Common Mistakes Beginners Should Avoid

Mistake 1: Treating “1 oz = 35 μm” as an exact physical constant
In practice, 1 oz copper is commonly treated as about 35 μm, while the exact conversion is slightly lower, around 34.8 μm, and real finished thickness can differ depending on processing. For most design, quoting, and routine inspection work, the 35 μm approximation is perfectly acceptable.
Mistake 2: Ignoring the difference between starting copper and finished copper
This is especially common on outer layers. Finished outer copper includes plating, while inner layers generally do not. If the drawing is unclear, confusion can easily happen between the design team, purchaser, and supplier.

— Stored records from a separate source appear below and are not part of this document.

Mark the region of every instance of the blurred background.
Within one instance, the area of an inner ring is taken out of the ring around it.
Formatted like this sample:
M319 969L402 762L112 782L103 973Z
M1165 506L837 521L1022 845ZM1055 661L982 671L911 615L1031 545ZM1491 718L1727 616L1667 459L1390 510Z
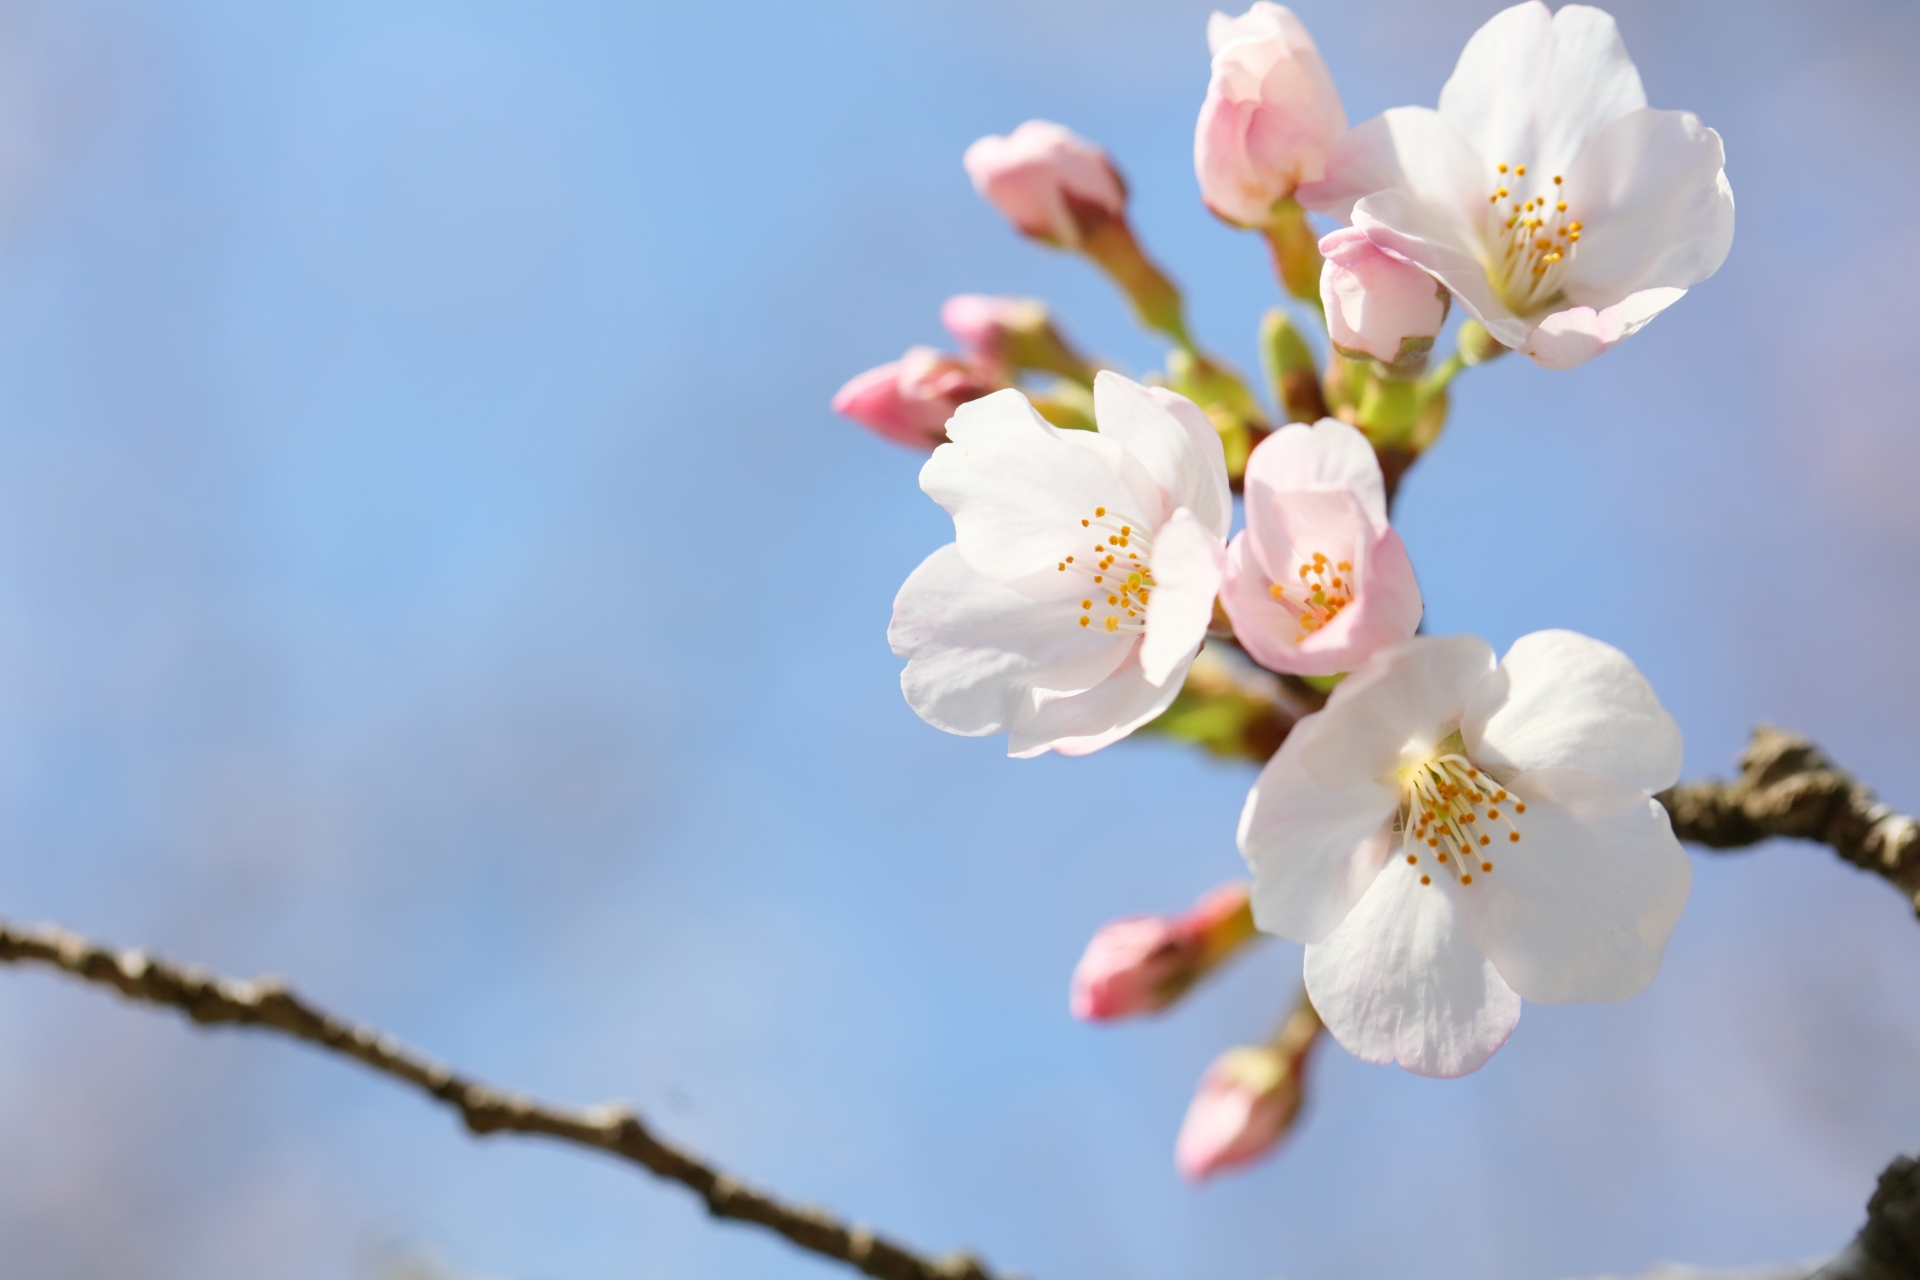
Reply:
M1102 921L1239 873L1250 770L1009 761L902 702L892 596L950 525L828 397L966 291L1158 362L972 195L962 149L1032 116L1112 149L1255 366L1265 250L1191 167L1208 7L0 4L0 913L286 974L1041 1280L1837 1248L1920 1148L1920 929L1883 883L1696 855L1641 998L1530 1006L1461 1081L1329 1046L1281 1156L1194 1189L1192 1086L1298 950L1119 1028L1067 978ZM1357 122L1432 103L1495 7L1298 10ZM1585 368L1456 384L1400 508L1429 629L1587 631L1690 776L1770 719L1920 808L1920 10L1614 12L1653 104L1726 138L1733 255ZM0 973L0 1151L23 1280L838 1274L44 973Z

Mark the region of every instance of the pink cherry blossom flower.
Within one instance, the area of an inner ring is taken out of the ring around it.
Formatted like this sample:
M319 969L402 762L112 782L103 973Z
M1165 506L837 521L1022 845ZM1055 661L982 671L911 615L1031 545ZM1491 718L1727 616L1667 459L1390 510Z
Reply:
M962 405L920 487L954 541L913 571L887 636L900 685L949 733L1081 755L1166 710L1206 638L1232 515L1220 434L1194 404L1102 372L1097 431L1018 391Z
M1420 586L1387 523L1380 463L1355 428L1322 418L1262 440L1247 460L1246 510L1220 602L1261 665L1352 671L1420 625Z
M1426 357L1447 322L1446 287L1377 248L1358 227L1320 241L1320 305L1334 350L1351 359L1411 364Z
M1213 76L1193 139L1200 195L1227 221L1263 227L1296 186L1320 179L1347 113L1313 37L1277 4L1214 14L1207 45Z
M1127 186L1107 153L1064 126L1029 120L967 148L973 189L1036 240L1077 249L1126 212Z
M1501 343L1570 369L1719 270L1725 164L1698 117L1647 106L1611 17L1528 0L1467 42L1438 111L1354 129L1298 199L1424 268Z
M1494 664L1473 636L1375 654L1301 720L1240 817L1261 929L1369 1062L1477 1070L1520 1002L1625 1000L1692 869L1653 798L1680 730L1625 654L1571 631Z
M1223 885L1181 916L1101 926L1073 971L1073 1016L1104 1022L1158 1013L1253 935L1247 886Z
M914 347L848 379L834 393L833 411L895 444L932 449L947 438L947 419L956 409L1003 385L965 360Z

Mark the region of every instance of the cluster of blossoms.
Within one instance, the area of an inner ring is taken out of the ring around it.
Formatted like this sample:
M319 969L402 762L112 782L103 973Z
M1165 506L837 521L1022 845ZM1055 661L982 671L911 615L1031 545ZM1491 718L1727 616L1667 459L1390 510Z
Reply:
M1324 363L1270 312L1269 410L1194 341L1111 159L1029 121L968 149L975 188L1106 273L1172 343L1165 370L1136 381L1042 304L968 295L942 312L958 354L915 348L834 400L930 449L921 488L953 517L889 631L923 719L1004 733L1019 757L1145 730L1264 762L1238 831L1251 884L1115 921L1073 978L1076 1016L1124 1018L1258 934L1304 944L1299 1006L1201 1083L1177 1144L1192 1177L1280 1140L1323 1029L1362 1059L1458 1076L1523 1000L1623 1000L1653 979L1691 880L1654 799L1678 777L1678 727L1598 640L1540 631L1496 660L1421 634L1390 508L1462 370L1508 350L1590 360L1710 276L1733 235L1719 136L1646 105L1600 10L1508 9L1437 110L1353 128L1288 10L1215 14L1207 37L1201 196L1266 239L1324 322ZM1310 213L1339 225L1320 235Z

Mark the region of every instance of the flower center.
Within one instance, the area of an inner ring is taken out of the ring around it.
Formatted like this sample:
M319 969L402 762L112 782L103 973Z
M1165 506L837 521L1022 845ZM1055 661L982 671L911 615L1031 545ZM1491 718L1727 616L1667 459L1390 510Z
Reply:
M1400 772L1400 851L1421 884L1444 873L1471 886L1493 874L1494 845L1520 842L1514 819L1526 803L1475 768L1463 746L1451 733L1433 757Z
M1267 594L1300 624L1300 633L1293 638L1299 644L1353 603L1353 562L1329 560L1316 551L1310 560L1302 557L1296 571L1298 586L1276 582L1267 588Z
M1153 539L1136 520L1095 507L1080 521L1083 536L1091 532L1093 554L1078 553L1058 564L1061 573L1091 579L1079 601L1083 627L1140 635L1147 629L1147 597L1153 590Z
M1487 197L1487 282L1515 315L1532 315L1559 299L1581 223L1567 216L1560 174L1529 194L1527 166L1503 164L1498 173Z

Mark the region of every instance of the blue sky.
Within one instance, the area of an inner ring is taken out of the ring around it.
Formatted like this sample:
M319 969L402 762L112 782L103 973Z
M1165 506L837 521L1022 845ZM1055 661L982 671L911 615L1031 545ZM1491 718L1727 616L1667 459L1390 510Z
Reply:
M0 912L315 997L786 1194L1064 1280L1553 1280L1818 1255L1920 1147L1920 930L1819 850L1699 855L1666 970L1478 1075L1316 1062L1195 1190L1199 1073L1272 943L1077 1025L1104 919L1234 876L1247 770L1009 761L885 626L948 535L826 409L1047 298L1160 358L969 190L1108 146L1243 367L1264 251L1199 205L1207 6L19 0L0 8ZM1493 11L1303 3L1357 120ZM1920 806L1911 6L1615 9L1727 140L1733 255L1625 347L1457 386L1400 522L1429 629L1625 648L1731 769L1816 736ZM1128 798L1124 810L1112 802ZM30 1280L823 1276L689 1196L477 1144L348 1066L0 975L0 1256Z

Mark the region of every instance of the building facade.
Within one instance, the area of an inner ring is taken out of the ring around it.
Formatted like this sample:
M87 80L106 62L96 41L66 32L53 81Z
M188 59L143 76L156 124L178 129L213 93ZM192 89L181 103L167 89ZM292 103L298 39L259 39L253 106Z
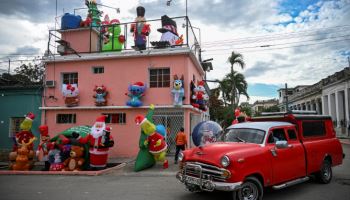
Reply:
M297 90L298 89L298 90ZM280 89L281 90L285 89ZM292 88L288 96L290 110L316 111L330 115L339 136L349 136L350 126L350 67L336 72L311 86ZM280 107L285 109L286 98L280 96Z
M277 105L278 105L277 99L255 101L252 105L253 115L257 115L263 112L265 109L270 108L272 106L277 106Z
M0 151L6 156L5 160L12 150L13 136L20 131L19 126L28 112L35 115L32 133L39 138L41 101L42 86L0 86ZM39 140L36 140L35 144L38 143Z
M44 89L42 123L49 126L53 136L73 126L93 125L96 117L107 115L106 123L112 128L115 140L110 156L133 157L138 152L140 136L140 127L134 119L138 114L145 115L150 104L154 104L153 119L155 124L166 127L168 152L173 153L174 138L181 127L190 138L194 126L208 119L207 112L190 103L191 85L197 85L205 74L196 52L189 45L101 52L98 33L91 28L60 31L61 39L74 47L75 52L46 57L45 81L50 85ZM184 77L185 99L180 107L173 105L171 93L175 75ZM129 100L126 93L129 85L136 82L146 85L143 106L130 107L126 105ZM79 89L77 106L65 105L63 84L75 84ZM108 91L106 106L95 105L93 89L96 85L103 85Z

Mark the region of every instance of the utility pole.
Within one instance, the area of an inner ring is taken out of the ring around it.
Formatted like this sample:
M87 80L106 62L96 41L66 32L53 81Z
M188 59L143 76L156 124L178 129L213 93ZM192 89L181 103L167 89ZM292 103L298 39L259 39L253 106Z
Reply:
M286 93L285 93L285 98L286 98L286 113L289 112L289 109L288 109L288 87L287 87L287 83L285 84L285 89L286 89Z
M348 56L348 66L350 67L350 57Z
M8 74L10 74L10 71L11 71L11 60L10 60L10 58L9 58L9 69L8 69Z

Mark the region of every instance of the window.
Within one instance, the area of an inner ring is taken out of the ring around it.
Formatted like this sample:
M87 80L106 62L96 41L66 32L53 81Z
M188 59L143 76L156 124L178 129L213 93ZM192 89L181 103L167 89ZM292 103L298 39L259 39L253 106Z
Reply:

Mistake 3: Assuming a surface thickness gauge can measure inner-layer copper
It usually cannot. Surface measurement methods are mainly for outer copper. Inner copper generally requires destructive cross-sectioning or indirect verification methods.
Mistake 4: Relying only on IPC-2221 for critical high-current design
IPC-2221 remains useful for quick estimates, but IPC-2152 is generally considered more realistic for modern PCB current-carrying calculations because it accounts better for real board conditions.
Conclusion
Calculating PCB copper thickness is not actually complicated once you understand what you are trying to achieve. In design, use practical estimates and current-based calculations to select the right copper weight. In manufacturing and quality control, use measurement or back-calculation to verify the real thickness. In purchasing and incoming inspection, focus on unit conversion and on whether the supplier is quoting base copper or finished copper.
If you remember the core conversion of 1 oz ≈ 35 μm, you can handle most everyday copper-thickness questions with confidence. For most standard PCBs used in consumer electronics or general industrial control, 1 oz copper remains the most cost-effective choice. For higher current and better thermal performance, 2 oz or heavier copper is often preferred. For finer-line designs such as HDI boards, 0.5 oz copper may be the better fit.
If you need more precise results, professional tools can help. Many PCB design platforms and online calculators provide copper-thickness and trace-current estimation features based on IPC models, which can improve both speed and consistency during design validation.